Within those broad parameters, the United States has the authority to impose primary and secondary sanctions for a wide variety of reasons, including Iran’s development of a nuclear program, support for terrorism, its development of ballistic missiles and other weapons of mass destruction, abuses of human rights, and destabilizing activity in the Middle East. These authorities are derived from dozens of executive orders, as well as specific congressional legislation. Under these authorities, more than 1,000 specific individuals and entities have been sanctioned.

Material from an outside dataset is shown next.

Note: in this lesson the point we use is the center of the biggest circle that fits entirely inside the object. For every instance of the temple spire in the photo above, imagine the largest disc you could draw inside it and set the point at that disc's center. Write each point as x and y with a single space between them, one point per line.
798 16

Sanctions relief under the JCPOA and Trump’s withdrawal
The United States agreed to certain sanctions relief as part of the JCPOA, in exchange for Iran agreeing to constraints on its nuclear program. The specific details of the sanctions lifting are supremely complex, but, in broad strokes, the United States agreed to lift secondary sanctions imposed over Iran’s nuclear program alongside the United Nations (UN) and EU dropping all nuclear-related sanctions on Iran. The JCPOA did not include any lifting of other US (or EU) sanctions for non-nuclear related reasons or any US primary sanctions on Iran, and the deal specifically allowed the United States (and EU) to implement and enforce sanctions on Iran for those non-nuclear reasons, a fact routinely highlighted by Obama administration officials. Indeed, between the day the JCPOA sanctions were lifted (January 16, 2016) and the end of the Obama administration, the United States imposed several rounds of sanctions related to Iran.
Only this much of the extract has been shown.